3.ビジネス文書には適さない
ビジネス上の文書を送る際に「構いません」を使うのは不適切です。親しい間柄の人とフランクなやりとりを交わす場面であれば、「構いません」を使っても問題ありません。
しかし、契約書といった重要な内容においては、「構いません」よりも「不問です」「問題ございません」などが適しています。文書で「構いません」を使うのは控え、口頭の会話の中だけで使うようにしましょう。
場面別「構いません」の例文2つ
「構いません」を使う場面は主に2つあります。1つ目は「提案を許可するとき」、2つ目は「謝罪を受け入れるとき」です。

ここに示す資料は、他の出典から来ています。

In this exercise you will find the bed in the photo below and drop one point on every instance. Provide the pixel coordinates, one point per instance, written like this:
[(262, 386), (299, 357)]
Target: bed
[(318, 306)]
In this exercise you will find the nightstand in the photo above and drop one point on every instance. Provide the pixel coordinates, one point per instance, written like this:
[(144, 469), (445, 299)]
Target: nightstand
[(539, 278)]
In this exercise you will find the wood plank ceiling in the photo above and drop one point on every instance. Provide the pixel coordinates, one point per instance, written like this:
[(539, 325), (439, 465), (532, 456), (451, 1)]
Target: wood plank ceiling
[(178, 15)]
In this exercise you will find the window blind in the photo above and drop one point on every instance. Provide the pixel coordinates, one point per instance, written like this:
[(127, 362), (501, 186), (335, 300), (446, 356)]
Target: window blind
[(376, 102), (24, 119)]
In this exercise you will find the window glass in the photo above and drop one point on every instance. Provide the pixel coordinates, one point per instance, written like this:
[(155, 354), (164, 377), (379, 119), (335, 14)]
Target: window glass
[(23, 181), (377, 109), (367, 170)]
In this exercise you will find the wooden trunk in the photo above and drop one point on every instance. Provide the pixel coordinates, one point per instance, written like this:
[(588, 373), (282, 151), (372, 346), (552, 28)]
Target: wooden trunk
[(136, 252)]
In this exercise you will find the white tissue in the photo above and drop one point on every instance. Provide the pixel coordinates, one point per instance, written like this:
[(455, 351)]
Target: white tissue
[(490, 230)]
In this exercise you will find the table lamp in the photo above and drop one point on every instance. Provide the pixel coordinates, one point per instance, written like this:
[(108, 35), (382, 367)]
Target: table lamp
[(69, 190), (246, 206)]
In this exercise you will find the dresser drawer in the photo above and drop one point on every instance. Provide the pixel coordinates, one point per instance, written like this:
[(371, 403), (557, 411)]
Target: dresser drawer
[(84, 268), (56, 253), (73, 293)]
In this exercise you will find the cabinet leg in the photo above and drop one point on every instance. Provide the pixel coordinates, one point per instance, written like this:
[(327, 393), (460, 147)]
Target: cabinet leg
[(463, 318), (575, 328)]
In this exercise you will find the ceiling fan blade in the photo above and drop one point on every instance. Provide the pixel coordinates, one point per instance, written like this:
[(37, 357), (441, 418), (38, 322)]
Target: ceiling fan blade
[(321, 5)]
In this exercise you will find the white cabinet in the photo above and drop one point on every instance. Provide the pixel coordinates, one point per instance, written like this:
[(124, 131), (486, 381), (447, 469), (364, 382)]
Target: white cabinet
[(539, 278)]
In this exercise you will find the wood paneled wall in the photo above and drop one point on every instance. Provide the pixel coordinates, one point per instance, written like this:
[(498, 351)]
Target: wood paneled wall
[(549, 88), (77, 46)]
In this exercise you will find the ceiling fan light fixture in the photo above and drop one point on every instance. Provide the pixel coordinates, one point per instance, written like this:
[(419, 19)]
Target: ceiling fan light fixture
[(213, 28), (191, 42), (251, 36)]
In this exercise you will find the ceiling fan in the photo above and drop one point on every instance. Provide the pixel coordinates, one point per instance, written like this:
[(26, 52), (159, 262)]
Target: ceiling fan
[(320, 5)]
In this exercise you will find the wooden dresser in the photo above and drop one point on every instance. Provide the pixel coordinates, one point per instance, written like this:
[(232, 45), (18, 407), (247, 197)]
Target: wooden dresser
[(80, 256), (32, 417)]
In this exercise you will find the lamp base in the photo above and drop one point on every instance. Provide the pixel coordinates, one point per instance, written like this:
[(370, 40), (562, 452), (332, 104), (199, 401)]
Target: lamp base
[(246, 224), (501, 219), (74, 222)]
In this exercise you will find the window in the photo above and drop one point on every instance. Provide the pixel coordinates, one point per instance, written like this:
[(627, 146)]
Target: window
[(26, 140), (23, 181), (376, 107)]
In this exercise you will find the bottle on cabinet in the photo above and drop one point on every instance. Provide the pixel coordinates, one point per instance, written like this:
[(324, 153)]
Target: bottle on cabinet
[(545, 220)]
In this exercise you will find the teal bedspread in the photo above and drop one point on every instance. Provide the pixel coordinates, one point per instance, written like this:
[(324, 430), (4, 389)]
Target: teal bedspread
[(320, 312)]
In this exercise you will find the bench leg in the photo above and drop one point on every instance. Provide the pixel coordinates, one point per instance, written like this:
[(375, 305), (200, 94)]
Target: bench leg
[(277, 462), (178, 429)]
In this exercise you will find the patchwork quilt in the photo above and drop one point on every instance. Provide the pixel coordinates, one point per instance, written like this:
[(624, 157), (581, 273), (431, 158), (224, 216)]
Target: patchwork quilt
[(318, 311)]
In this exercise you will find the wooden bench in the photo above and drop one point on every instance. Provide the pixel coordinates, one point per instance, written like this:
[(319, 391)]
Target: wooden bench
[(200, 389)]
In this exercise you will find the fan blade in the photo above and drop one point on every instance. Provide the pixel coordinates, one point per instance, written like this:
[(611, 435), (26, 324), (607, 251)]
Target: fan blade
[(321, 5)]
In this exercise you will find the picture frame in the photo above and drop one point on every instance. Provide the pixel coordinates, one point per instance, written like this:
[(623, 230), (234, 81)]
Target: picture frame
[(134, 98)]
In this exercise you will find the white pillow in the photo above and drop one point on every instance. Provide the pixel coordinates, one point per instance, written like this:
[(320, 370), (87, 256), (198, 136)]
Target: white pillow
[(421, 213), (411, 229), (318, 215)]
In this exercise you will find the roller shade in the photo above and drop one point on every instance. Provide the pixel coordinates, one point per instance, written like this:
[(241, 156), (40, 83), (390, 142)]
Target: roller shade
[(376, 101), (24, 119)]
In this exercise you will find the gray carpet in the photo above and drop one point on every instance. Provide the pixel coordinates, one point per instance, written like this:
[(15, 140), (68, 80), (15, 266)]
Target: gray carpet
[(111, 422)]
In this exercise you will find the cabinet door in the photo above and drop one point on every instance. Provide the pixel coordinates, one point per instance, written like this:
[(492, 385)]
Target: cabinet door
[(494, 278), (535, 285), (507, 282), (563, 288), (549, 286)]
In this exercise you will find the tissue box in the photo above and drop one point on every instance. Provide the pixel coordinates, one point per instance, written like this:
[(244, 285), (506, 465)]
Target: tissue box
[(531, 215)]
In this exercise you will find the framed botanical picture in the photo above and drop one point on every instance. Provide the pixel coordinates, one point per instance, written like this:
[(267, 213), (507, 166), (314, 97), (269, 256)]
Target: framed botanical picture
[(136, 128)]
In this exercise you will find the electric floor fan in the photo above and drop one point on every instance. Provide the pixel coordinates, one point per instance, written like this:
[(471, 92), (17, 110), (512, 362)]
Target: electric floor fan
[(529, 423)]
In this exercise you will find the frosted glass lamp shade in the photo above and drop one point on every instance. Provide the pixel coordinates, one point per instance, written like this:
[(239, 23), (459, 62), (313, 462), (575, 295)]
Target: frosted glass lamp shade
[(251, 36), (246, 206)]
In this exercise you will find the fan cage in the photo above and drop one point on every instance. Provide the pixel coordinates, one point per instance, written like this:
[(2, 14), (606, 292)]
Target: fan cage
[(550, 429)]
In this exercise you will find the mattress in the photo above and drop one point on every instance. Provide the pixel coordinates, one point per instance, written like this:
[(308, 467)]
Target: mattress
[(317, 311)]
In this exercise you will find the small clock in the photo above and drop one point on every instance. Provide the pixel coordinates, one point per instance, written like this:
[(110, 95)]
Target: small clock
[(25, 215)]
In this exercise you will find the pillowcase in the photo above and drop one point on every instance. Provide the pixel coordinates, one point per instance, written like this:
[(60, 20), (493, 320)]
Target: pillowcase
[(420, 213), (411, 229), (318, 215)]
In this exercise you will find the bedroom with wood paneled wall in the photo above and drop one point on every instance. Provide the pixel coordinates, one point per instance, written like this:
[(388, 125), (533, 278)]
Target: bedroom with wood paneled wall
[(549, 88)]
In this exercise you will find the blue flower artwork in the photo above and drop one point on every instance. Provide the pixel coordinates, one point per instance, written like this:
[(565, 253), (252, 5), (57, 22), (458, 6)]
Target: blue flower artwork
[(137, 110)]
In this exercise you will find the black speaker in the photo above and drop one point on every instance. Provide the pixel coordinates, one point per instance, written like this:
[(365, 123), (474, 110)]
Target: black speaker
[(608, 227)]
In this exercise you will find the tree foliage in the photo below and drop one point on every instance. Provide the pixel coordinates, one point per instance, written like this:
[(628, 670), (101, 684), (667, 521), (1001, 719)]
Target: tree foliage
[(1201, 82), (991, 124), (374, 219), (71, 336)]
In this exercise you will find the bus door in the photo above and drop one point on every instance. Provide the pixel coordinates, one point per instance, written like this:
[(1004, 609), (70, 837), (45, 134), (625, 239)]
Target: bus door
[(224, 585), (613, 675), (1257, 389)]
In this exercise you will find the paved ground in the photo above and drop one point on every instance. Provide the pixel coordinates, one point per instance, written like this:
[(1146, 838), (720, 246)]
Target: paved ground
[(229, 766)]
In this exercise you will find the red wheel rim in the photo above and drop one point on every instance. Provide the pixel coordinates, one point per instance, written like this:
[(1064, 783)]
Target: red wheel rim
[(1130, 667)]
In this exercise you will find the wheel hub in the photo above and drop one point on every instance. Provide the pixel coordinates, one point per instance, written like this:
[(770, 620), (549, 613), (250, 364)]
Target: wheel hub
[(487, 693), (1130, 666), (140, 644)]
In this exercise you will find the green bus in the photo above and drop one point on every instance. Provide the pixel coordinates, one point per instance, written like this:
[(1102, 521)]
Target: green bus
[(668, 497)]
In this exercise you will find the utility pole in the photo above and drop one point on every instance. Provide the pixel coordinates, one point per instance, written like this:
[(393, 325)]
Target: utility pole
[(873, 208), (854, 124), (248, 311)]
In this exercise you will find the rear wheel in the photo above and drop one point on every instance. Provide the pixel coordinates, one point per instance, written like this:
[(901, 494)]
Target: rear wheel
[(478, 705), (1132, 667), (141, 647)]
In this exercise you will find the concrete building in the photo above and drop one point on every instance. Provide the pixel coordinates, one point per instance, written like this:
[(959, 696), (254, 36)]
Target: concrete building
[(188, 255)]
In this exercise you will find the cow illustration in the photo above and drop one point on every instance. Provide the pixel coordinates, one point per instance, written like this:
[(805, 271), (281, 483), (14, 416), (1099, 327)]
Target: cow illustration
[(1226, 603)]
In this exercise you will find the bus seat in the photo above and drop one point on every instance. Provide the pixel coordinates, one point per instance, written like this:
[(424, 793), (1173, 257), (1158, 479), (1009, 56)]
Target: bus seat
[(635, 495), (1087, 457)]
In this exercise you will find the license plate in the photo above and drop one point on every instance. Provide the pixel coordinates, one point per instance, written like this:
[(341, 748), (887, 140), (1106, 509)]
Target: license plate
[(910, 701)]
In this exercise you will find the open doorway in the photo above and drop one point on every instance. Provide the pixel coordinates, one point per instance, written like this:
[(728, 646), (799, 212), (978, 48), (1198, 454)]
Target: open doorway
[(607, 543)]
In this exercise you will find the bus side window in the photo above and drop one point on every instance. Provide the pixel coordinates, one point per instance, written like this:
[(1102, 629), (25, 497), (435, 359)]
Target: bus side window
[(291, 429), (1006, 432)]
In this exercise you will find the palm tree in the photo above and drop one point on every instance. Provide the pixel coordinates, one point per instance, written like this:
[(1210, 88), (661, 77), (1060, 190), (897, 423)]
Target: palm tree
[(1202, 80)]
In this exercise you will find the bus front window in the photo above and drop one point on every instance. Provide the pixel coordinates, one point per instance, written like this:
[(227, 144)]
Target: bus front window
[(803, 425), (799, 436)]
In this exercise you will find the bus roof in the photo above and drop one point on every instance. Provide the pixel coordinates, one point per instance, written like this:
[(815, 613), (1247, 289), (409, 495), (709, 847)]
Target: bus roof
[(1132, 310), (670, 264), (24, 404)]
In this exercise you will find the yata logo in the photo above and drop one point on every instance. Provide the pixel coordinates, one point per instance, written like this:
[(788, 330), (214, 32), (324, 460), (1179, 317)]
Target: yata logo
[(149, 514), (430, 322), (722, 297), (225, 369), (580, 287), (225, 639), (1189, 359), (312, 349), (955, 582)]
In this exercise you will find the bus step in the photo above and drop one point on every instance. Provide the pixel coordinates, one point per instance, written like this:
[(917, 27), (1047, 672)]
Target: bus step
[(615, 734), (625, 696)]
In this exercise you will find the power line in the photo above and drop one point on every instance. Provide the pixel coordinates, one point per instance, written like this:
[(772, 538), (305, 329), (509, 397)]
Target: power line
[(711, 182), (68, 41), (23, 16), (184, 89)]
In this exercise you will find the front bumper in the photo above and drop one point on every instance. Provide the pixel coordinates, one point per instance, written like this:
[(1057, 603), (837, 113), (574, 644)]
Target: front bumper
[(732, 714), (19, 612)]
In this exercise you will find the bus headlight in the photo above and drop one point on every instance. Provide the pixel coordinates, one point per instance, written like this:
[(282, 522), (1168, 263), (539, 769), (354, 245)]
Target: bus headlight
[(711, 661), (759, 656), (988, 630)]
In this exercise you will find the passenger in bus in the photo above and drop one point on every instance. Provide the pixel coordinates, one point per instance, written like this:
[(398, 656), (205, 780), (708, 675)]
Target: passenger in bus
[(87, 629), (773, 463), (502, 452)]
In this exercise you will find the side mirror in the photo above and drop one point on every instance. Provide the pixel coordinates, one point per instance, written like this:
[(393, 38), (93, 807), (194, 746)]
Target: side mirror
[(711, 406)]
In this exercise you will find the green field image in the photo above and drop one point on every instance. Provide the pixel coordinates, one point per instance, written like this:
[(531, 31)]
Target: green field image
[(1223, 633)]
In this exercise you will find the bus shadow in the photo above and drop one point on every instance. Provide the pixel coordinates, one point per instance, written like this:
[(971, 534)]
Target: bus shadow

上述のとおり、「構いません」は使い方に注意が必要な言葉です。誤用して失礼な印象を与えないように、正しい使い方を理解しておきましょう。ここでは、場面別の「構いません」の使い方を例文とともにご紹介します。
1.提案を許可するとき
「構いません」は、相手に何か提案され、提案された内容について許可する際に使えます。例えば、「〇〇でよろしいでしょうか」といった質問に対し、「構いません」と返答するケースが多いです。
提案を許可する場面では以下のような例文が使えます。
【例文】
・いつでも構いませんので、ご連絡お待ちしております。
・どちらの案でも構いません。
・時間がかかっても構いませんので、修理をお願いいたします。
また、語尾に「か」をつけると、相手に許可を得たいときに使えます。何か確認を取る必要があれば、以下の例文を参考にしてください。
・ここで写真を撮影しても構いませんか。
・お手洗いに行っても構いませんか。
2.謝罪を受け入れるとき
「構いません」は、相手の謝罪やお詫びの気持ちを受け入れる際にも使います。ニュアンスとしては、「大丈夫です」「問題ありません」といった意味を含みます。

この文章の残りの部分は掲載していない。